We are lucky to live near Dunham Massey with its acres of ancient parkland where a herd of speckled fallow deer graze and roam, always amazing to see but on this occasion, a busy post-Christmas day, we headed to the gardens to see what the promise of being hailed one of the top winter gardens was all about.
Through iron gates where we were welcomed with a map, an activity sheet and a place to park shiny new bikes and scooters, we followed the meandering path around the once pony paddock. No longer churned over by hooves, the ground here is now shaped by beds of winter flowering shrubs and bulbs merrily forcing their way through, happy with the mildness of the days.
Spicy yellow witch hazel like fireworks on the end of branches are pleasant stopping points on the walkways to breathe in fragrance and pinkish blossom is illuminated overhead against the blue sky - how novel to have a cloudless one at the moment.

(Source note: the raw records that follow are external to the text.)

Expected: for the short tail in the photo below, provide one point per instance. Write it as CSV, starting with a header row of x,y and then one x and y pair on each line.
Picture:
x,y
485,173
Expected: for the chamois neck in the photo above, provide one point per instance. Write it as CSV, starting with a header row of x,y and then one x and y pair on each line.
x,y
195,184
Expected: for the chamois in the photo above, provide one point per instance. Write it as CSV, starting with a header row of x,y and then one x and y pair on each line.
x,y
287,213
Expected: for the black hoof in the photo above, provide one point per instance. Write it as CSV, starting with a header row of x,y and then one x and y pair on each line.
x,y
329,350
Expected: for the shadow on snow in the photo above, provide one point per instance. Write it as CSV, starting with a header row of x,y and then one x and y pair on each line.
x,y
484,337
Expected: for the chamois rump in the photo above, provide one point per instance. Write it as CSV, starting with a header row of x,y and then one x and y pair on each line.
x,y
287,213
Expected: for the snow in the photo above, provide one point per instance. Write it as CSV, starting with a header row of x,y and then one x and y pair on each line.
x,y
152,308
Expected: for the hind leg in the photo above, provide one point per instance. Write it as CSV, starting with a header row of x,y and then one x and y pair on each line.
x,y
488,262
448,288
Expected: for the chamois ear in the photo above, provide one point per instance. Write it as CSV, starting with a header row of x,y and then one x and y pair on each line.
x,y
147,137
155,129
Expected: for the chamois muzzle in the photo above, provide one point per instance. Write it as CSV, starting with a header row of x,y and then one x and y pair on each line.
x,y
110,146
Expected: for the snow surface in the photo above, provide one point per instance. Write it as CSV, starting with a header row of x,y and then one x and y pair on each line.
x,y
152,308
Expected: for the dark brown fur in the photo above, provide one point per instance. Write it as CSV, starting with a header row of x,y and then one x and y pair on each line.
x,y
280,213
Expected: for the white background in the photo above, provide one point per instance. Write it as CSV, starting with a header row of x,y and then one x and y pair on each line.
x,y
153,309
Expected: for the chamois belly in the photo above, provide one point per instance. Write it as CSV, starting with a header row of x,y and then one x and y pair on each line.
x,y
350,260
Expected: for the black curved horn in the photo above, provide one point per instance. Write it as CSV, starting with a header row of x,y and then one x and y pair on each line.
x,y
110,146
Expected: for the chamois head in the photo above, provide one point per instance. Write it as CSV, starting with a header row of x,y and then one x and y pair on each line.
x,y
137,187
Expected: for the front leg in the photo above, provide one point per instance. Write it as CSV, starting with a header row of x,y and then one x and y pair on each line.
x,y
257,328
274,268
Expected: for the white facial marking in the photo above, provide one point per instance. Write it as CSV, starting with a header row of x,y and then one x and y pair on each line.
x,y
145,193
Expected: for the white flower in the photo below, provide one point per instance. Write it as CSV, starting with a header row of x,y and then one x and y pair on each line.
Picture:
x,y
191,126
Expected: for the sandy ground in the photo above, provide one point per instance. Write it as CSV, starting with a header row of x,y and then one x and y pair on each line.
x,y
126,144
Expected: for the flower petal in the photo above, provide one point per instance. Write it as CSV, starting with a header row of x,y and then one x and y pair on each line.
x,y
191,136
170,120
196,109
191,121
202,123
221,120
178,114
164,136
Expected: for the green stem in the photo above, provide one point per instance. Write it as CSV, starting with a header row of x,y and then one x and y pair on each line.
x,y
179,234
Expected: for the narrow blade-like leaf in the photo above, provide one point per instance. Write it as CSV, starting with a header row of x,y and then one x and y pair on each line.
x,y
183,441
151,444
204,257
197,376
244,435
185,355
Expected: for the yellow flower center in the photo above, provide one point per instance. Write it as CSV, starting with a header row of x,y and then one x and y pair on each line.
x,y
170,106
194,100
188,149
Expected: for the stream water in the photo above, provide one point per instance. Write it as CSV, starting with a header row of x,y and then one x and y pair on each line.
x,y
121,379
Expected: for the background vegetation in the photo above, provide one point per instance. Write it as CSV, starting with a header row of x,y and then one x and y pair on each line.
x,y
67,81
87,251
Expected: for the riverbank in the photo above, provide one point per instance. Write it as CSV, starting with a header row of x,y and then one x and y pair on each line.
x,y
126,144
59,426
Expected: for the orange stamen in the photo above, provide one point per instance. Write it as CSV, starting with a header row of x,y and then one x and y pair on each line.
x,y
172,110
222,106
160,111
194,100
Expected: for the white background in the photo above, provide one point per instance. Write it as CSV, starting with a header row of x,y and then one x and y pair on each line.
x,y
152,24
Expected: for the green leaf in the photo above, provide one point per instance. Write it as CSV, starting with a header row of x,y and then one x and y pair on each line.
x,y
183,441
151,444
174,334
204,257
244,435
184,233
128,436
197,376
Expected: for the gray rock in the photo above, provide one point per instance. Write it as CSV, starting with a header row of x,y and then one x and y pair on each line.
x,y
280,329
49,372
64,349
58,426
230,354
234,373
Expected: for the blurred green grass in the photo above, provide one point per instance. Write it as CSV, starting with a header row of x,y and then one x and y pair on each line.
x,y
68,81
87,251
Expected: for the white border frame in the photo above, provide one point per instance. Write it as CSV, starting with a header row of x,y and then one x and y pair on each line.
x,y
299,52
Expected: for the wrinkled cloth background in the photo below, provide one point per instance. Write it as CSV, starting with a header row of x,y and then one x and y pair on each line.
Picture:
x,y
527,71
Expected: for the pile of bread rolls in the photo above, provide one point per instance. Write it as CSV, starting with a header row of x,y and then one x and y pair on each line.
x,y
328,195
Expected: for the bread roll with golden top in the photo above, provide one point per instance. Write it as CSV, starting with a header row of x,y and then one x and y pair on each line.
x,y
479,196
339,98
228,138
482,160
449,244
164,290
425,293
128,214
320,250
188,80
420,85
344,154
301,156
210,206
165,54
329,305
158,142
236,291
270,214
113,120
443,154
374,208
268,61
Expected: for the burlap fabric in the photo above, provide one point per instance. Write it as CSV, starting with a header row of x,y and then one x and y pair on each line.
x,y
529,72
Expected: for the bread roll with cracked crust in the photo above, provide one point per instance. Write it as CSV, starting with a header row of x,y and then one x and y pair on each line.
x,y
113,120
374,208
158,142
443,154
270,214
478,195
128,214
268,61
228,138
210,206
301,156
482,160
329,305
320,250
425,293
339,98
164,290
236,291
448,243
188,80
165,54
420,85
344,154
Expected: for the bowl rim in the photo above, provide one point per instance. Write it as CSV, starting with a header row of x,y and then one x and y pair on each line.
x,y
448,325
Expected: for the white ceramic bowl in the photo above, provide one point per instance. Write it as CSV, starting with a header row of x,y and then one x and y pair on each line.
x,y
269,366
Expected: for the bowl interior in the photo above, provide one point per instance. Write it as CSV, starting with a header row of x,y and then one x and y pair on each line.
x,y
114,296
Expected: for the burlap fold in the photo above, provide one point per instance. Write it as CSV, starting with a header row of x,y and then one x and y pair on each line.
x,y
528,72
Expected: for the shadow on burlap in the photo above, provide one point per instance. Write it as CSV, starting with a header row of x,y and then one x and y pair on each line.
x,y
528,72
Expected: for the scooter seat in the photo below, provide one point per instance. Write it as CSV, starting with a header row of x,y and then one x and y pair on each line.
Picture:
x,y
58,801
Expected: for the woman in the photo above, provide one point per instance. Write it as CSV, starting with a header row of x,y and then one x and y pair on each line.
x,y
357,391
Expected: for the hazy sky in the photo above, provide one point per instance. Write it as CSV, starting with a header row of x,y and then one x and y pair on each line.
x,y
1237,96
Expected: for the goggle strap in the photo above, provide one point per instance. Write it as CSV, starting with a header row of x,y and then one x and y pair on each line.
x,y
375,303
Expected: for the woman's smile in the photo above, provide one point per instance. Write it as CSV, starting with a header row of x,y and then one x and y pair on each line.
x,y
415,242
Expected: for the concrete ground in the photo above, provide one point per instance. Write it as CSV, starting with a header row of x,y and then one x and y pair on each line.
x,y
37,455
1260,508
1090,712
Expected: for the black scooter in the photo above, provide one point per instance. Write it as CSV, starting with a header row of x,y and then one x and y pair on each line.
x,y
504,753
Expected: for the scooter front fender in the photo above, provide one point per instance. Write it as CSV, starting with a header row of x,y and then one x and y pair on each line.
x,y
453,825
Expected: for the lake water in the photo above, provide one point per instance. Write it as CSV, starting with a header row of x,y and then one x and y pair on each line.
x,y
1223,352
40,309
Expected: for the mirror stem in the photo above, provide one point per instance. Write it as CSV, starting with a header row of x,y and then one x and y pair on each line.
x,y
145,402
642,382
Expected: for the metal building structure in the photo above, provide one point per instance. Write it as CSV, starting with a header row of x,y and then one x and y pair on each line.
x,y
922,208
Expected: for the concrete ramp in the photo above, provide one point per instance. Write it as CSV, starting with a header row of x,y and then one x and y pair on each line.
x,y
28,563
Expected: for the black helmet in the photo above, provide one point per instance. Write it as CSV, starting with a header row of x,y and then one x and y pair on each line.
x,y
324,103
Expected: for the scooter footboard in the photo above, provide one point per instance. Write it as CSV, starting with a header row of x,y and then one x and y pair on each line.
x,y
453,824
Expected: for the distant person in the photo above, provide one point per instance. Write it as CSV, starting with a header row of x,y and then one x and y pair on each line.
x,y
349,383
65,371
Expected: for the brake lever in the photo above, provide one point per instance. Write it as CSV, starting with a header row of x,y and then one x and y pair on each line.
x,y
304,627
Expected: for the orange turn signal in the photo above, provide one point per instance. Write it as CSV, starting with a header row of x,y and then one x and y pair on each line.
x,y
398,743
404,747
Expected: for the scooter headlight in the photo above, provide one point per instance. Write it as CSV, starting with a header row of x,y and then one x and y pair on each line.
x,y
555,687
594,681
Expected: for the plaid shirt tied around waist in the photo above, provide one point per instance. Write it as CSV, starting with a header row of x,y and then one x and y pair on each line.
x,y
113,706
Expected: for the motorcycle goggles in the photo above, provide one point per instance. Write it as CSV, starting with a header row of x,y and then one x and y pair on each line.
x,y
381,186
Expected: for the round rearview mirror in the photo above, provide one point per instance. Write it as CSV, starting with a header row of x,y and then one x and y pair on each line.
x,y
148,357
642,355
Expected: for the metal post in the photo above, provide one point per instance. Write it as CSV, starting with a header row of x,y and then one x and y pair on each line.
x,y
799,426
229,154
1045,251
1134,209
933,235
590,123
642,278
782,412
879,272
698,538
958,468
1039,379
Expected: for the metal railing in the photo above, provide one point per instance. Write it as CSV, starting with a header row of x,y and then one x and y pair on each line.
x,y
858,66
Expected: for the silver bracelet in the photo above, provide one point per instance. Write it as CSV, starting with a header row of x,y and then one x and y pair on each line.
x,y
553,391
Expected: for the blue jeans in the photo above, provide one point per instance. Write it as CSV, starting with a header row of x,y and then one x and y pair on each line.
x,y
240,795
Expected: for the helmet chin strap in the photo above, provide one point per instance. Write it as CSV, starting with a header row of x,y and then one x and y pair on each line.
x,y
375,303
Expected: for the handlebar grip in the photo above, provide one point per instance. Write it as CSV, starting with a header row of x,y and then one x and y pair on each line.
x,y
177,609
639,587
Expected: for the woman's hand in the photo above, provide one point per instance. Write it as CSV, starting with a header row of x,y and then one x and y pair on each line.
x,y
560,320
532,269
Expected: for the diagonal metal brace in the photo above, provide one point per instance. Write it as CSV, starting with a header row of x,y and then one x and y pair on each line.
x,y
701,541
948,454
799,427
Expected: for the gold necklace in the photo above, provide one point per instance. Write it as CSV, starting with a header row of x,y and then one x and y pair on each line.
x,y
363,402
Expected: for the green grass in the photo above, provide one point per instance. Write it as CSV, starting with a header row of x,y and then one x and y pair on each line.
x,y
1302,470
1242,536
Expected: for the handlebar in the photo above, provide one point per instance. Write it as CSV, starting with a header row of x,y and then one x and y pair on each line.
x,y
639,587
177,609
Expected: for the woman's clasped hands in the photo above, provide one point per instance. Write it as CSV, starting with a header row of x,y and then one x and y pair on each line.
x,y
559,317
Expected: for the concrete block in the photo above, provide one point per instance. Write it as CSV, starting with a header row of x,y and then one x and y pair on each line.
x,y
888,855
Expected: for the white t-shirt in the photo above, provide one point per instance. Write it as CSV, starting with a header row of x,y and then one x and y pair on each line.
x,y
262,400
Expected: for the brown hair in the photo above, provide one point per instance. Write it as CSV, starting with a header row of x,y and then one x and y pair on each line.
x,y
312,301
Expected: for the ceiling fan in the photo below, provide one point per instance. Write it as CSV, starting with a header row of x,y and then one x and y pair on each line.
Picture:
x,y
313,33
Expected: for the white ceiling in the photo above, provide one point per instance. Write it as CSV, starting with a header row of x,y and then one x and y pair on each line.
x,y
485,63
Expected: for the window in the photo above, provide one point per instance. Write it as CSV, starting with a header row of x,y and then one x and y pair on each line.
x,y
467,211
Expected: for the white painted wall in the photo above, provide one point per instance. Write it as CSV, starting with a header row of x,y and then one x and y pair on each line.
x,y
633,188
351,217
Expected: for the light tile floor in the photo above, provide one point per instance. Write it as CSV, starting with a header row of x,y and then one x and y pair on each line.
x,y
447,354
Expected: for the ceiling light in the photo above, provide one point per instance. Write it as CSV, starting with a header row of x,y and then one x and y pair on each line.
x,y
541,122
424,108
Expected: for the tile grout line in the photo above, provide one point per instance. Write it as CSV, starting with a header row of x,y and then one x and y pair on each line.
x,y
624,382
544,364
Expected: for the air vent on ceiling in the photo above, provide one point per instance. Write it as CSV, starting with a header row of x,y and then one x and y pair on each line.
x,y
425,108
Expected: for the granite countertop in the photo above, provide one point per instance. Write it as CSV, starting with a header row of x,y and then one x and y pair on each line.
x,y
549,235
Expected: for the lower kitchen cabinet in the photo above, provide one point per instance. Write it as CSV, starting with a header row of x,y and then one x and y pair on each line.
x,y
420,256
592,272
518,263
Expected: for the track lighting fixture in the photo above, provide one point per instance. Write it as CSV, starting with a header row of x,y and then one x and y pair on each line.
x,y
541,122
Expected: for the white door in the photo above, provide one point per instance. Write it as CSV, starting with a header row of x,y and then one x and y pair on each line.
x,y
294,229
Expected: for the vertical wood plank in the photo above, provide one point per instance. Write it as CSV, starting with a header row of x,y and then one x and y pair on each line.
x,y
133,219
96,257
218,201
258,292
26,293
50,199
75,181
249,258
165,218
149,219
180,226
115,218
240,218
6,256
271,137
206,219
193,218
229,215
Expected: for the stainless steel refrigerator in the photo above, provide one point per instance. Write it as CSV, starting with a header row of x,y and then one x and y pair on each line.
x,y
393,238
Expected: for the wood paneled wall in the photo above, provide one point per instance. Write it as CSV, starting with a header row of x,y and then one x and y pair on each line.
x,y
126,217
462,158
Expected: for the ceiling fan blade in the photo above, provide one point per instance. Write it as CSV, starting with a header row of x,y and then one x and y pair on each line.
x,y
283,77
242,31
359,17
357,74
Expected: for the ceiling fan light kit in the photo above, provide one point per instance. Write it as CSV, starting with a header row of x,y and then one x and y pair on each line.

From striking white birch trees above a carpet of primroses and cyclamen, to the 18th century orangery for a warm bench to look at succulents and vines. A winter's walk full of ideas to bring colour and life to your own back garden or to enjoy the beauty and peace.
A red robin in the undergrowth appeared, one to tick on the worksheet list, followed by the question: what was a robin a nickname for in Victorian times.....? (do you know?)
Learning plenty of new facts as we ambled along and finding surprise glimpses that opened up to views of the Georgian house that is closed until February getting ready for its next exhibition -
It is going to be interesting to revisit the garden as winter turns into spring and see those thousands of early bulbs flowering - the snowdrops, daffodils and irises.
If we have a heavy frost or a dusting of snow, I will be back sooner to take some photographs in true winter glory - if only all this rain would stop!
The polarded trees and the dried hydrangea flowers make striking textural displays, along with red dogwood (Cornus) whipping its deep crimson stems en masse. The winter garden is not boring or uneventful or just bare soil and muddy wellies, it's an extravaganza of structure and captured winter light and a chance to see the foundations before the garden is knitted together come summer.